El tema
El proceso de escribir requiere tiempo, cuando se trata de un artículo como este, estamos hablando de horas, minutos y segundos, depende mucho de cuán desarrollado tengas el tema en tu mente.
A veces son días, a veces te bloqueas semanas, meses…hay quien ha dejado de escribir por no encontrar un tema o por encontrar el mismo tema cada vez que se sienta a escribir.
A veces de una vez encuentras nuevecito un tema, a veces nunca sucede, nunca encuentras un tema nuevo.
Hay quien sencillamente dejó de buscar un tema o dejó de escribir.
Digamos que la vida, tu vida toma su tiempo en encontrar el curso de tus días y tus noches como escritor y que logras emparentar tus sueños, tu voluntad con tu tiempo, con tu cotidianidad, con tu urgencia, con tu... tema, que encuentras un maldito tema.
También debes saber que a cada rato la cagas, es muy probable que eso ya lo sepas, le pasa a todo ser vivo. La vaina es que siempre hay que arrancar de nuevo, aún cuando ya hayas superado ese proceso existencial de horas, días, meses o años sin tema, cuando finalmente lo encuentras escribes una mierda, un toyo, un disparate y debas hacer precisamente aquello que más detestas: borrar todo y arrancar de nuevo.
Yo quería escribir y comencé a escribir sin tener tema, puro darle p’allá, en poesía se me da muy bien y hasta he desarrollado una forma muy personal de hacerlo, pero esto no es un poema, así que tomo aire, pongo la greca, me tomo un café y pienso en un tema, luego volveré y lo escribiré.
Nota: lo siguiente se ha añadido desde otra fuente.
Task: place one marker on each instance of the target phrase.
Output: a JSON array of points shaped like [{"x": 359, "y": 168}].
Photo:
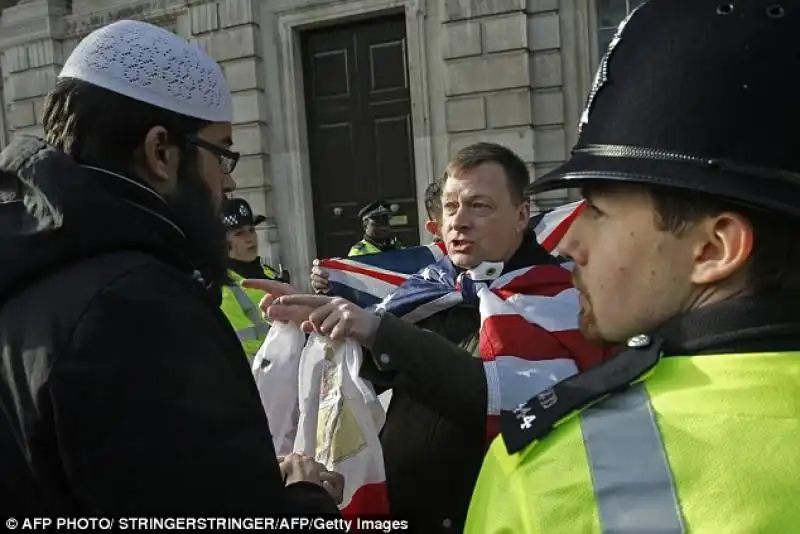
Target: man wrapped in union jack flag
[{"x": 490, "y": 324}]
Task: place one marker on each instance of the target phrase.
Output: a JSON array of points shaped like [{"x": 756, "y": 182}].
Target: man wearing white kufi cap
[{"x": 123, "y": 388}]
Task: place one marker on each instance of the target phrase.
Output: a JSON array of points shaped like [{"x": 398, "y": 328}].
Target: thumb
[{"x": 273, "y": 287}]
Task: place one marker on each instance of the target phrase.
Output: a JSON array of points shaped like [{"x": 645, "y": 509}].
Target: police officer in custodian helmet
[{"x": 687, "y": 256}]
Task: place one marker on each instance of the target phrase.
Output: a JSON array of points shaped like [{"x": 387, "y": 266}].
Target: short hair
[
  {"x": 99, "y": 127},
  {"x": 773, "y": 263},
  {"x": 433, "y": 200},
  {"x": 517, "y": 175}
]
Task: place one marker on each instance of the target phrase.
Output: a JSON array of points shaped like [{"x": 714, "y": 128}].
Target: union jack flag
[{"x": 529, "y": 337}]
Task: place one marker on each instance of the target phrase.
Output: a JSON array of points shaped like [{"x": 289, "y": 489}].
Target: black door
[{"x": 359, "y": 127}]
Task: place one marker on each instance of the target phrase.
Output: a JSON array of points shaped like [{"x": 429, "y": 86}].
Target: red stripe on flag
[
  {"x": 393, "y": 279},
  {"x": 551, "y": 241},
  {"x": 542, "y": 280},
  {"x": 369, "y": 499},
  {"x": 514, "y": 335}
]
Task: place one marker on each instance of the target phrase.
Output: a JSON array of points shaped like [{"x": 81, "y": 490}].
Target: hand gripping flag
[
  {"x": 367, "y": 280},
  {"x": 529, "y": 336}
]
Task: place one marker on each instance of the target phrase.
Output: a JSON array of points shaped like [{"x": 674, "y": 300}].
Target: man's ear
[
  {"x": 432, "y": 227},
  {"x": 724, "y": 244},
  {"x": 159, "y": 160},
  {"x": 524, "y": 216}
]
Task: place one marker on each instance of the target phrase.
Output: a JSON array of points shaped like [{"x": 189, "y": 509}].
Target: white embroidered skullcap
[{"x": 152, "y": 65}]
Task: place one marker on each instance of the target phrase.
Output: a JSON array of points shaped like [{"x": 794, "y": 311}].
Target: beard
[
  {"x": 193, "y": 209},
  {"x": 587, "y": 322}
]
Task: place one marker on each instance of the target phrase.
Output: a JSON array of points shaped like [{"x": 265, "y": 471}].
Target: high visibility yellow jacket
[
  {"x": 688, "y": 444},
  {"x": 240, "y": 306}
]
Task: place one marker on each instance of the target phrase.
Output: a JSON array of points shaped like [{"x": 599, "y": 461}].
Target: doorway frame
[{"x": 291, "y": 23}]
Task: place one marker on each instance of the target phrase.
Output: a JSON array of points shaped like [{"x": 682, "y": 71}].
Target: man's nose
[
  {"x": 460, "y": 218},
  {"x": 228, "y": 184}
]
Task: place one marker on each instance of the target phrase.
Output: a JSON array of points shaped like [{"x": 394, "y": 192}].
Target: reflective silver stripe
[
  {"x": 253, "y": 314},
  {"x": 633, "y": 483}
]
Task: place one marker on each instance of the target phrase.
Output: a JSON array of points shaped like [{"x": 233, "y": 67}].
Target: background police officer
[
  {"x": 377, "y": 231},
  {"x": 240, "y": 305},
  {"x": 688, "y": 161}
]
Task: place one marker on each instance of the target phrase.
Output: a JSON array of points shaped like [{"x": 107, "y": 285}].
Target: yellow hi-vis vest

Cuando la vida depende de una taza de café es porque todo va bien. ¿Serás por eso que en los velorios se bebe café, para que uno perciba que todo va bien?
Los nombres, de eso quería escribir, de los nombres, de cómo los nombres marcan a quienes los llevan, los llenan o los padecen, pero ya conseguí un tema, el tema, así que eso de los nombres y cómo nos marcan queda para otro domingo.